Si vous étiez une émotion ?
Je serais la joie, l'enthousiasme. Je trouve que ce sont de belles émotions.
Si vous étiez une célébrité ?
Je serais Anne Hathaway, car je trouve que c’est un métier dans lequel on peut exprimer plein de choses. J’aime bien cette actrice, car elle est assez rayonnante et elle a des choses assez sympa à défendre.
Si vous étiez une célébrité historique ?
Je serais un artiste de la Renaissance, je serais Léonard De Vinci , une vie de château, une intelligence hors du commun, une créativité artistique incroyable.
Keziah GABORIAU, seconde I
et Martin GAUVRIT, seconde K.
La réalité virtuelle s'invite au lycée
Des casques de réalité virtuelle sont utilisés dans un cadre pédagogique, chez les éoliens et chez les mécaniciens auto.
La réalité virtuelle permet de se placer en immersion dans un environnement artificiel créé numériquement.
Christian Veillon, professeur en BTS Maintenance des systèmes option éolien fait appel à cette nouvelle technologie d’enseignement qui est également utilisée par les élèves en bac pro Automobile, avec Yohann Duguy, leur professeur.
Comment
ça fonctionne ?
Le principe est simple : un casque de réalité virtuelle et des procédures pédagogiques à réaliser.
La réalité virtuelle permet de pallier certaines contraintes. Exemple : le milieu de travail en éolien se situe en grande hauteur et les étudiants pourront être amenés à travailler sur des parcs éoliens en mer.
Concernant l'automobile, les élèves peuvent être confrontés à des tensions élevées sur les voitures. Il est difficile d'avoir accès dans l’établissement à ces conditions spécifiques. Avec la réalité virtuelle, c'est possible.
Un outil
complémentaire
La reconstruction de l’environnement que permet la réalité virtuelle est forcément différente de la réalité, mais l’objectif est de s’en rapprocher. C’est un « outil complémentaire pour réaliser des activités pas forcément possibles dans la réalité », explique Christian Veillon.
Concernant la mise en place pratique, l’objectif est de travailler sous forme d'activités.
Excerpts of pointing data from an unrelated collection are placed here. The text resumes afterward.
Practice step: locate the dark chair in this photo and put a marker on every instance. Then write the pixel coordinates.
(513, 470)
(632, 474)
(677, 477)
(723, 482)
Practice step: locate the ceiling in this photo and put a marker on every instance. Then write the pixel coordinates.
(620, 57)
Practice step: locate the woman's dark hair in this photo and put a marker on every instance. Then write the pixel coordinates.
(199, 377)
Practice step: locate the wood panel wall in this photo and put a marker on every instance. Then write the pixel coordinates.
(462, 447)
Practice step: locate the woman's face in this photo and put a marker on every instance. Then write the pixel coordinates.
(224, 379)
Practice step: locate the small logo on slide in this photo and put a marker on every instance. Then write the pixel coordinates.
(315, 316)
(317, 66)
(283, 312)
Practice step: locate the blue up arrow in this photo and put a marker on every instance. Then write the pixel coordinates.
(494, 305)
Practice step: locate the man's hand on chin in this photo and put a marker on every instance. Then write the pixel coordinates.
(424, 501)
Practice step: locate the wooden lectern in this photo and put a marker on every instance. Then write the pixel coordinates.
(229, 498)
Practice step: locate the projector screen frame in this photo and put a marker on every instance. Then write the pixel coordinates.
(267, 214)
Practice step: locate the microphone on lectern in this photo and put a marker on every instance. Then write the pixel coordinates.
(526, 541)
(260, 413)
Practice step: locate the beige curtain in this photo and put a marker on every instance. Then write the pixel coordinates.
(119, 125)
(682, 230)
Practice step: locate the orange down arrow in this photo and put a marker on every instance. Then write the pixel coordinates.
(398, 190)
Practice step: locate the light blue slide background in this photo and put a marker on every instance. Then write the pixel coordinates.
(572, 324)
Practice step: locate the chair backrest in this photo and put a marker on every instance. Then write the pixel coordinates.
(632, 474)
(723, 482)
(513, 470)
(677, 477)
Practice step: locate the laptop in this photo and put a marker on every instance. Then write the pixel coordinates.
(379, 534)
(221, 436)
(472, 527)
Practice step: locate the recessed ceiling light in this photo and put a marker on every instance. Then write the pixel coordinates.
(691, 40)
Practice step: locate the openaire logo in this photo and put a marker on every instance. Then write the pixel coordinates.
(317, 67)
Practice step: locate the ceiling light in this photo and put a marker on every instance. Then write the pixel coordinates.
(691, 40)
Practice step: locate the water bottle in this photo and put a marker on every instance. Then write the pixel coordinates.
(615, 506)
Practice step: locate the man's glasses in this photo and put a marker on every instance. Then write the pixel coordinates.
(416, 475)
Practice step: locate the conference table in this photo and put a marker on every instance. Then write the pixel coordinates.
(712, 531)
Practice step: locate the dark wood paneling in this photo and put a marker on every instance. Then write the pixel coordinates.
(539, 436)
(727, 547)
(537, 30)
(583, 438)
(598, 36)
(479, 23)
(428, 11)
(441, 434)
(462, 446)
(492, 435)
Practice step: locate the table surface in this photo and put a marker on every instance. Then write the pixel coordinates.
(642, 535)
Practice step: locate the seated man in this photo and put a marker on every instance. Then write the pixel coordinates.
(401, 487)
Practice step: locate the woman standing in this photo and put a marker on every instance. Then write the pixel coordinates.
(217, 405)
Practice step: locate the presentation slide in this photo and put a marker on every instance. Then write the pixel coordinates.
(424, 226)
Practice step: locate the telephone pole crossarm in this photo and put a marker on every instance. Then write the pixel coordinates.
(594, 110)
Afin de développer plusieurs compétences comme la prévention geste et posture, la maintenance éolienne offshore, secourisme, mécanique, sécurité ou la réalisation des manœuvres sur des cellules haute tension fictives.
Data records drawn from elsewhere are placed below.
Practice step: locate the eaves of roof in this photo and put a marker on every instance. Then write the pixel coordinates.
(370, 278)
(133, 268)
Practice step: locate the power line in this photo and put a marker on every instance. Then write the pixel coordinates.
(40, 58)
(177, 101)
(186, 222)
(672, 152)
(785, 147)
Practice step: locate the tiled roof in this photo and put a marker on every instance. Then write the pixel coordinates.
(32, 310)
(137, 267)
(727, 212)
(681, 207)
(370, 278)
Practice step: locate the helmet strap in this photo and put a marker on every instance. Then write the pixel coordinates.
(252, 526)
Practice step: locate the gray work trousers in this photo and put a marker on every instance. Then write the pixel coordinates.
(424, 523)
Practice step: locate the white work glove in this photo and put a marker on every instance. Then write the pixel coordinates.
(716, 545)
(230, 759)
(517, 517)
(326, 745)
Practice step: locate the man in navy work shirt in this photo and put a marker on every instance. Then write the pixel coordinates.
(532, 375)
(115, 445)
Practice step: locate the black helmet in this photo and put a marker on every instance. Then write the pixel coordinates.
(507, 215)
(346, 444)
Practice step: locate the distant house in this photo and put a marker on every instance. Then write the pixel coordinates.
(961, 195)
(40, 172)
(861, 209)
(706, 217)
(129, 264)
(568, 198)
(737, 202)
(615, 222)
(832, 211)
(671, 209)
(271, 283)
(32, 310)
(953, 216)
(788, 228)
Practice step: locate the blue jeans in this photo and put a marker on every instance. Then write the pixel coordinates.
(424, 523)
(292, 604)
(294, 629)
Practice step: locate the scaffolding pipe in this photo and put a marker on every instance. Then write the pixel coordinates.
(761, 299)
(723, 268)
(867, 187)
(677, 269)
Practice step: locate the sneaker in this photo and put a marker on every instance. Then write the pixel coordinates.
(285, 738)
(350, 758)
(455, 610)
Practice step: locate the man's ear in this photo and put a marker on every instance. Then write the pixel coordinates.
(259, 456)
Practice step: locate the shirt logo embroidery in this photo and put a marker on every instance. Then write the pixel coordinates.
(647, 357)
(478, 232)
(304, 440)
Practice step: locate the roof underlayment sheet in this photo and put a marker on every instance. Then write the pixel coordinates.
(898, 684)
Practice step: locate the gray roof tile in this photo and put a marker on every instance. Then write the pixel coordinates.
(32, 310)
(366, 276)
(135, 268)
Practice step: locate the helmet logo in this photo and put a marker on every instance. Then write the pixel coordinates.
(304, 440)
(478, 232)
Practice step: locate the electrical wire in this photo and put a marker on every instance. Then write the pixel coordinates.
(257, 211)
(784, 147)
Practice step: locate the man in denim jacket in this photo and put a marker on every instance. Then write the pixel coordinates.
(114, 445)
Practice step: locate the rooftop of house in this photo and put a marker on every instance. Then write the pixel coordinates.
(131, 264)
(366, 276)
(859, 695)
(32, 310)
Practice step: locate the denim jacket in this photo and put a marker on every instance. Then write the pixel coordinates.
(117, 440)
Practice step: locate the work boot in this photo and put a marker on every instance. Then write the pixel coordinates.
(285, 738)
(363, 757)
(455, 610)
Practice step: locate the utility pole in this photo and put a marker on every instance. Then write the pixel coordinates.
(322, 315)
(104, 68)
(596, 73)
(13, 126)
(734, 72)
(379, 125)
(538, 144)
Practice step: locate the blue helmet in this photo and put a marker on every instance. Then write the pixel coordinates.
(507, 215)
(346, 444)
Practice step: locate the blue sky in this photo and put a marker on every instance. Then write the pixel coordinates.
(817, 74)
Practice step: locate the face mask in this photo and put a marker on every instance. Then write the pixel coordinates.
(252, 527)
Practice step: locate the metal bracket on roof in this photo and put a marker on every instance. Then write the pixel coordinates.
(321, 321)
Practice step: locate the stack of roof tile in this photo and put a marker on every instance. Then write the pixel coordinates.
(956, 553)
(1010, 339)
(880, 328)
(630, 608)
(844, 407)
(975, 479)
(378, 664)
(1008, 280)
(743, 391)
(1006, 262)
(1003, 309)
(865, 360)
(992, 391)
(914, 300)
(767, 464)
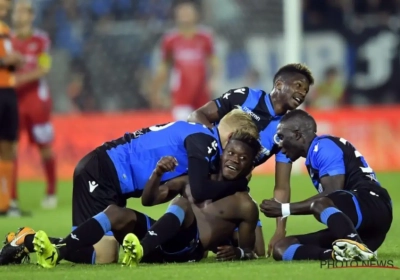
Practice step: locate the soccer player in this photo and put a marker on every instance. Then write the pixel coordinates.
(33, 94)
(291, 85)
(188, 51)
(9, 62)
(119, 169)
(187, 229)
(351, 202)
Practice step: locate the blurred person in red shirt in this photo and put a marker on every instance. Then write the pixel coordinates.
(33, 94)
(188, 51)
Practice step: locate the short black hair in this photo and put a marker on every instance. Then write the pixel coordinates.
(301, 119)
(245, 137)
(297, 68)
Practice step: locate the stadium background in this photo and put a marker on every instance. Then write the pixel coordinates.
(104, 53)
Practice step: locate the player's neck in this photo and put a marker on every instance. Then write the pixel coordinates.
(278, 106)
(188, 32)
(24, 32)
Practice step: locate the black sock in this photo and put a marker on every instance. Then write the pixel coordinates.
(164, 229)
(339, 224)
(28, 241)
(87, 234)
(298, 252)
(85, 255)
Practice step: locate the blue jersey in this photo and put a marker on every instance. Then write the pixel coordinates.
(135, 155)
(257, 104)
(330, 156)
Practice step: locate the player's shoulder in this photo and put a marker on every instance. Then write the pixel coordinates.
(171, 34)
(324, 146)
(205, 31)
(41, 34)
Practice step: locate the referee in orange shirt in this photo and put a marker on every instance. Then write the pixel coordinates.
(9, 61)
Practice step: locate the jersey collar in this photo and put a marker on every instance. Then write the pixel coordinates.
(216, 132)
(270, 107)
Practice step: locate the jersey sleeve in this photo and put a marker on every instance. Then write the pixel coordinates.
(328, 158)
(231, 99)
(209, 44)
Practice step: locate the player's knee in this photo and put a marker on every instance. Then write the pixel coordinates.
(180, 207)
(182, 203)
(116, 216)
(8, 150)
(45, 151)
(106, 250)
(282, 246)
(321, 204)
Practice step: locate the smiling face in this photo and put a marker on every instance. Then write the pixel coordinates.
(237, 160)
(290, 140)
(294, 89)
Christian Veillon explique : « C’est un excellent système pour apprendre en particulier les procédures, les répétitions les plus mécaniques de l'apprentissage, pour mettre en place des automatismes ».
Réalité virtuelle
complétée
Depuis trois ans, c’est un atout pour l'établissement de posséder cette technologie qui bénéficie à une douzaine élèves.
Le temps d’immersion est plutôt court, il faut compter entre 20 et 25 minutes.
A noter que ce qui s’éloigne en particulier de la réalité est la notion de poids au niveau de l'outillage ; En effet, le rendu visuel est très réaliste mais les différences se creusent avec la réalité lorsqu’il faut soulever des objets plus lourds.
Pour les bac pro Automobile qui travaillent sur certaines voitures électriques, la réalité virtuelle leur permet de passer par une étape intermédiaire, après leur test écrit puis avant de réaliser les vraies manipulations. Les terminales s'entraînent initialement sur des véhicules électriques avec la réalité virtuelle.
La réalité virtuelle, avec un casque, peut aussi être complétée par la réalité augmentée permettant de visualiser l’intérieur du véhicule via un QR code.
Un ressenti
J’ai pu essayer le casque de réalité virtuelle et je me suis retrouvée en haut d’une éolienne. Même en n’y étant jamais allée avant, j’ai trouvé cela très représentatif. On se sent vraiment en immersion, il y a le bruit et la sensation de hauteur qui est très réaliste.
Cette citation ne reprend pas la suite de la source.